Liam Neeson’s hypnotic, sensual baritone does more for The Grey than its metaphysical musings—imminent death being a surefire stimuli to those kinds of conversations—and more than the gripping plane crash that sets this survivalist tale in motion, and far more than the hungry, shadowy wolves who hover like angels of death when the survivors of the crash venture out of the wreckage.
Neeson’s big-game hunter, Ottway, works for an oil company as an animal-control officer. He describes the isolation of the refinery shanty town, the dregs of society who inhabit it, and his suitability for being among them. He scribbles a few more lines of poetry on a piece of paper he’s been carrying around for God-knows-how-long, repeating in his mind a melancholy refrain of “Not a second goes by that I don’t think of you. I know I can’t get you back.” When Ottway is almost killed during the plane’s plummet, he drifts into a memory of the loving woman the poem is addressed to.

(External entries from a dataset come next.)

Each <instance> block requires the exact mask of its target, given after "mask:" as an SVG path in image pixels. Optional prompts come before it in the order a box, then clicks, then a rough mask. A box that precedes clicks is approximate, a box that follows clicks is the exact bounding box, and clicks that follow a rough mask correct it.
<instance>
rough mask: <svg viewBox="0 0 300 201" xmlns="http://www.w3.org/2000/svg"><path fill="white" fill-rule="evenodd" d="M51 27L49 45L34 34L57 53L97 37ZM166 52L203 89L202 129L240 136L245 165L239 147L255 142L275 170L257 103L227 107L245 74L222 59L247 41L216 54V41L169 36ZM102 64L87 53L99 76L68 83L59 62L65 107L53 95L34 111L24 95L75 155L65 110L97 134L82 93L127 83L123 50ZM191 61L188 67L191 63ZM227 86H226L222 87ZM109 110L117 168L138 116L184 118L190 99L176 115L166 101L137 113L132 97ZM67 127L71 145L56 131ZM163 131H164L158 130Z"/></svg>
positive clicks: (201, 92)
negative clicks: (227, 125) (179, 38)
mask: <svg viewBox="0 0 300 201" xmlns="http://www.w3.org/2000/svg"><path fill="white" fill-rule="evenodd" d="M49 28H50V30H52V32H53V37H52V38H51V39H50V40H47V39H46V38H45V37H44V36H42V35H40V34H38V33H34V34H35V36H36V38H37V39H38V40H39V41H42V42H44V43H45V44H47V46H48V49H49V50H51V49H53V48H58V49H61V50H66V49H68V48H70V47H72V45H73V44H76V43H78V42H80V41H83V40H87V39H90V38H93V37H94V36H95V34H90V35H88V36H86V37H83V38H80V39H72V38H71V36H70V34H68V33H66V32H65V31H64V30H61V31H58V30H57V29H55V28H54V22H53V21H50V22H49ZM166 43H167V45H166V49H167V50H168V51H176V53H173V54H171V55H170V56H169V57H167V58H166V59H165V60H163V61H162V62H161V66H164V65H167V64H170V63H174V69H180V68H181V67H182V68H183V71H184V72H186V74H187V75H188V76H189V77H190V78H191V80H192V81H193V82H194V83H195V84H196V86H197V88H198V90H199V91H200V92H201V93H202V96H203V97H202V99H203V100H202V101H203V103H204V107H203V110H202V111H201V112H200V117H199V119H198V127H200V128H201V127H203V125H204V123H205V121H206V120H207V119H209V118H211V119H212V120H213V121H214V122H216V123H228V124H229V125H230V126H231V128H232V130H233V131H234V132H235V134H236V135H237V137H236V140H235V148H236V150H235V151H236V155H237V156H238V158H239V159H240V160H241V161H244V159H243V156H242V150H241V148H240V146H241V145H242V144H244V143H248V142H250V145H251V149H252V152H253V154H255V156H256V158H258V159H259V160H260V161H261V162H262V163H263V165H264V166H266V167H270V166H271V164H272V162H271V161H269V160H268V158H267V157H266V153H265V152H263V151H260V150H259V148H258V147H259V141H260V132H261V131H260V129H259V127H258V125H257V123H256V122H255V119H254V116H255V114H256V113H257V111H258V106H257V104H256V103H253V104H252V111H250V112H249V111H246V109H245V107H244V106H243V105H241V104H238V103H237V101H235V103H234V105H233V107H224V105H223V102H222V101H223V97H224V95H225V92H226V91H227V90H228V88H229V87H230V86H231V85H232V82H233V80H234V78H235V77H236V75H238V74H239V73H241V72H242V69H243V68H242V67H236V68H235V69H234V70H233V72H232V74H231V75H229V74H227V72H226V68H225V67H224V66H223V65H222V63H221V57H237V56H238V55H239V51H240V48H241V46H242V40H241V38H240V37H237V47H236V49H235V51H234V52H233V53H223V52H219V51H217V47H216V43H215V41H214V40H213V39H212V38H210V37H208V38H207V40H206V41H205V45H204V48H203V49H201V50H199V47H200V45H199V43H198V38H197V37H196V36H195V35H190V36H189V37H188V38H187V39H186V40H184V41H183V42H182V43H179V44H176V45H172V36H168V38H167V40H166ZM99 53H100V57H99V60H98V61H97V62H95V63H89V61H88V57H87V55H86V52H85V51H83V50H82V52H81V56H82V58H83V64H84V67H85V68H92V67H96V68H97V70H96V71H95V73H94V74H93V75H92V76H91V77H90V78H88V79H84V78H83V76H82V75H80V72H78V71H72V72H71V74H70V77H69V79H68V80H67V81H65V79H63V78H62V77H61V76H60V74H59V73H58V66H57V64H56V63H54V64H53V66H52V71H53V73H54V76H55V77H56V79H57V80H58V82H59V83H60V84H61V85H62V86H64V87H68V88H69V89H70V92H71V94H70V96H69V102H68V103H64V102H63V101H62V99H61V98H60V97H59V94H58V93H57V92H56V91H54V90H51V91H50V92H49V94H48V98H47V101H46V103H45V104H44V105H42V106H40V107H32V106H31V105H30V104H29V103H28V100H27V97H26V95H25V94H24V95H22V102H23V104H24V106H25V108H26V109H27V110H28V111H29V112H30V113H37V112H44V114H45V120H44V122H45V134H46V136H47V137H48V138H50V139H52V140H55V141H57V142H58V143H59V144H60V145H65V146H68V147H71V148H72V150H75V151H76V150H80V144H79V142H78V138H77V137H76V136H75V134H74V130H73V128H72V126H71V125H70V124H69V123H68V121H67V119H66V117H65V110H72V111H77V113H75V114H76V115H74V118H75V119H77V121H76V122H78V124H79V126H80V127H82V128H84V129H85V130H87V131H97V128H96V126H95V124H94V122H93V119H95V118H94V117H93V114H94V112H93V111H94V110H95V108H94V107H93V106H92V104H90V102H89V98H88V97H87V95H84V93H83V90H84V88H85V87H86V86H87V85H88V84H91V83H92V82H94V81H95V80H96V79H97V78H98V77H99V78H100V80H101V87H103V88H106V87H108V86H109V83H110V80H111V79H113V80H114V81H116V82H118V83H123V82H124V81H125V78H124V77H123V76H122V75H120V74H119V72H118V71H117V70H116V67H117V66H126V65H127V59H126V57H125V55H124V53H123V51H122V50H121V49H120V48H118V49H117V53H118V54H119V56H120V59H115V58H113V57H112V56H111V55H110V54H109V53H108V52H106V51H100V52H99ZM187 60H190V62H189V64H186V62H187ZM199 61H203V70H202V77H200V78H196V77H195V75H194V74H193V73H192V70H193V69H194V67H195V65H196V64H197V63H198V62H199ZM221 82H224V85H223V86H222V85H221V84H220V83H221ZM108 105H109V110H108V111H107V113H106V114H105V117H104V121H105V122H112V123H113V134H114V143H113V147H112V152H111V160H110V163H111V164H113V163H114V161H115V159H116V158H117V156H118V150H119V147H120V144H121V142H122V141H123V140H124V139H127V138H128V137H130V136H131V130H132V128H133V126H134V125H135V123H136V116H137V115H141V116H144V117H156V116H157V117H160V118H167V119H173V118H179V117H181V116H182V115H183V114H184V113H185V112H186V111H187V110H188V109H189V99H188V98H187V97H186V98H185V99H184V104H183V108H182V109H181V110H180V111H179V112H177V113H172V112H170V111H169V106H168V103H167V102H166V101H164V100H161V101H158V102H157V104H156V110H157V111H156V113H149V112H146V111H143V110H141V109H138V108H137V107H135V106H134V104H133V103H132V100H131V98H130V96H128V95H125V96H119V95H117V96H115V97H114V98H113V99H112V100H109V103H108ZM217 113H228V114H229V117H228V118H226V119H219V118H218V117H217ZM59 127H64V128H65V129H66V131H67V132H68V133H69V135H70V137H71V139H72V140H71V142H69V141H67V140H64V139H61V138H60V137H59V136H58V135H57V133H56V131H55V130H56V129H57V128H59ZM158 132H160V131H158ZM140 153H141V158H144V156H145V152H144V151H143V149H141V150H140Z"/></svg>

And so the film’s life-or-death struggle takes on an added dimension. The resolution of Ottway’s flashbacks may be predictable, but it’s no less effective for being so. After the crash, some of the men are dying, or in shock, and it’s Ottway who eases one man’s path to the hereafter while rallying the others. He also has to warn the disoriented men that there are wolves lurking around the wreckage, and that they are aggressively territorial.
Directed and co-written by Joe Carnahan, The Grey, his best effort since Narc, is relatively thoughtful for a macho action movie, and Neeson gracefully carries the often enthralling story past its absurdities, continuing the winning streak he’s been on as an action hero since Taken. The director doesn’t shy away from the nastiness of some of the survivors (Frank Grillo as the volatile Diaz is especially edgy), and it’s a credit to the dialogue that their lives are as important as those of the more palatable personalities (including an unrecognizable Dermot Mulroney). What does hamper The Grey (the title has multiple meanings) from realizing its Jack London-style ambition is the wolves, which hover between being mystical beasts of the pristine wilderness (nature’s guardians, if you will), and nature-documentary animals defending their den (wherever that is). It’s likely that Carnahan didn’t want to demonize the wolfpack as man-eaters, though ecological sensitivities fit uneasily in a movie where death comes suddenly and inexorably. But there is still Neeson, who strides across the frozen landscape with a stoic majesty that even London could admire.